En janvier 2025, toutes les entreprises concernées par DORA devront avoir mis en place des mesures concrètes sur 4 grands piliers :
Le 5e grand axe du règlement concerne la possibilité de partage des informations liées aux risques TIC entre les acteurs du secteur financier, mais celle-ci n’étant liée à aucune obligation, nous ne la détaillerons pas ici.
Il est important de noter que le règlement DORA ne prévoit pas de sanction en cas de non-respect des obligations, mais permet aux pays membres d’en mettre en place au niveau national.
La France ayant une tradition pénale en matière de sanction des non-conformités aux obligations liées au risque cyber, on peut s’attendre à des mesures du même type que celles infligées par la CNIL pour le RGPD par exemple (jusqu’à 20 millions d’euros ou 4 % du chiffre d’affaires annuel mondial).
Le règlement DORA inclut un principe de proportionnalité. En effet, il précise bien qu’il faut prendre en compte dans le niveau de mise en conformité certains critères, comme :
Concrètement, une petite banque locale n'aura pas les mêmes obligations qu'une grande banque internationale, et une banque qui propose des services de paiement en ligne aura des obligations plus strictes en matière de sécurité que celle qui propose des services bancaires traditionnels.
Cela permet d’assurer que chaque acteur, à son niveau, contribue à la résilience du secteur financier.
Le premier pilier est sans doute celui qui va demander le plus de réflexion, mais aussi celui qui va permettre d’utiliser la mise en conformité avec le règlement DORA pour améliorer le plus efficacement le service rendu par les acteurs financiers à leurs utilisateurs.
Les obligations liées à la gestion du risque liées aux TIC peuvent être découpées en 6 parties majeures.
Les acteurs qui sont soumis au règlement DORA doivent mettre en place un système de gouvernance/contrôle des risques. Ce système est défini, et supervisé par la direction de l’entité, qui en est responsable. Le règlement liste un certain nombre d’obligations très précises concernant la direction de l’entité dans son article 5.2.
Ce système doit intégrer un rôle spécifique, désigné pour gérer le risque lié aux 3rd party. Il doit prendre en compte des actions de sensibilisation et formation du management aux risques TIC.
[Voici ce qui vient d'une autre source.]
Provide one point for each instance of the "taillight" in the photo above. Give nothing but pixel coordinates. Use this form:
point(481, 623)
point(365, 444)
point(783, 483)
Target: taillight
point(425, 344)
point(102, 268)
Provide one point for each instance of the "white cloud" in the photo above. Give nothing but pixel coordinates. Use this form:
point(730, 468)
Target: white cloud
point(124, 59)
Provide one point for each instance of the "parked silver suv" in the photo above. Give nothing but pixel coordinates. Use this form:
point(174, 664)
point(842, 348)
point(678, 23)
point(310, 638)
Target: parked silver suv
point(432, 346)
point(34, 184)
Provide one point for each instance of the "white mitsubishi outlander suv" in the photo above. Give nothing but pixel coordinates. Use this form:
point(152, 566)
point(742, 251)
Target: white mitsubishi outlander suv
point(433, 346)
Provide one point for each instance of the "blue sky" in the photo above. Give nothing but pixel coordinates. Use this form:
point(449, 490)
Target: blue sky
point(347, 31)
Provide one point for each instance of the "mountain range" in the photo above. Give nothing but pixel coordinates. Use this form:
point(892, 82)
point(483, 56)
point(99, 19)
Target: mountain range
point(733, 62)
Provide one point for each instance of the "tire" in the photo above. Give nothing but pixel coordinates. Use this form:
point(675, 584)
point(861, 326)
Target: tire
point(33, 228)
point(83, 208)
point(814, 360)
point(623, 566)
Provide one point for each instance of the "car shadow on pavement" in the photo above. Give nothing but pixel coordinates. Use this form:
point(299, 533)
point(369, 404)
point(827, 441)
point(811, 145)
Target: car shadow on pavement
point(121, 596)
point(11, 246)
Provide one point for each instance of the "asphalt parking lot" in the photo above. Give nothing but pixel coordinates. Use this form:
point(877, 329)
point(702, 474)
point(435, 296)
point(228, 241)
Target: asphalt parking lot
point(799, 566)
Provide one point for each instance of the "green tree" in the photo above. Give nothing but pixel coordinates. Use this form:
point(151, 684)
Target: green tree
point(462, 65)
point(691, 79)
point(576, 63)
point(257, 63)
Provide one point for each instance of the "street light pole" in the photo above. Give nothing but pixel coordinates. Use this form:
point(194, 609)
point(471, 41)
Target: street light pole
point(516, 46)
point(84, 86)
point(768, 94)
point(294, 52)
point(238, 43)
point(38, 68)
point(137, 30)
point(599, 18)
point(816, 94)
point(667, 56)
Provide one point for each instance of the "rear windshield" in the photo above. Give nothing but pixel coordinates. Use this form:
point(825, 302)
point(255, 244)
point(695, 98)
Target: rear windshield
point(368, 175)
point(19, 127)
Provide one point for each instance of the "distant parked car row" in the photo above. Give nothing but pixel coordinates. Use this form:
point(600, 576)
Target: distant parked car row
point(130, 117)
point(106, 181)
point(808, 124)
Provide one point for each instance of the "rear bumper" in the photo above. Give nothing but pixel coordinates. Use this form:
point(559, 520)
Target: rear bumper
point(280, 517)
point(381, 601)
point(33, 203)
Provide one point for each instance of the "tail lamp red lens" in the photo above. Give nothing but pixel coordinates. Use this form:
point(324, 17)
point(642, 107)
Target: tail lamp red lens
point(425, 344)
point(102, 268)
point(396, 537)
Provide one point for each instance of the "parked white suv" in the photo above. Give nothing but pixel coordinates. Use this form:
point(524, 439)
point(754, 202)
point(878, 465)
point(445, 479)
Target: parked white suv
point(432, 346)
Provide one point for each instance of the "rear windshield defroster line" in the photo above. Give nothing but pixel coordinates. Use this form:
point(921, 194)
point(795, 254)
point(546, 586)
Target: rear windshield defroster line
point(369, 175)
Afin de rester pertinents dans les décisions prises, les membres de l’organe de direction doivent se former régulièrement sur les risques TIC.
La stratégie de l’acteur doit reposer sur la mise en place d’un cadre documenté de gestion des risques liés aux TIC. Ce cadre doit lister tout ce qui est mis en place pour gérer les risques TIC : stratégies, politiques, procédures, protocoles, outils…
La gestion de ce cadre doit être confiée à une fonction suffisamment indépendante. Ce cadre doit être revu annuellement, avec une dynamique d’amélioration continue (comme ISO27001), et audité régulièrement. À la demande, il doit être possible de fournir un rapport sur son fonctionnement à une autorité compétente.
Ce cadre doit contenir une section qui identifie, classifie et documents tous les assets liés aux TIC (les logiciels, le matériel informatique, les serveurs, les composantes et infrastructures physiques comme des locaux, centres de données et zones sensibles désignées), ainsi que les fonctions supportées par des assets informatiques.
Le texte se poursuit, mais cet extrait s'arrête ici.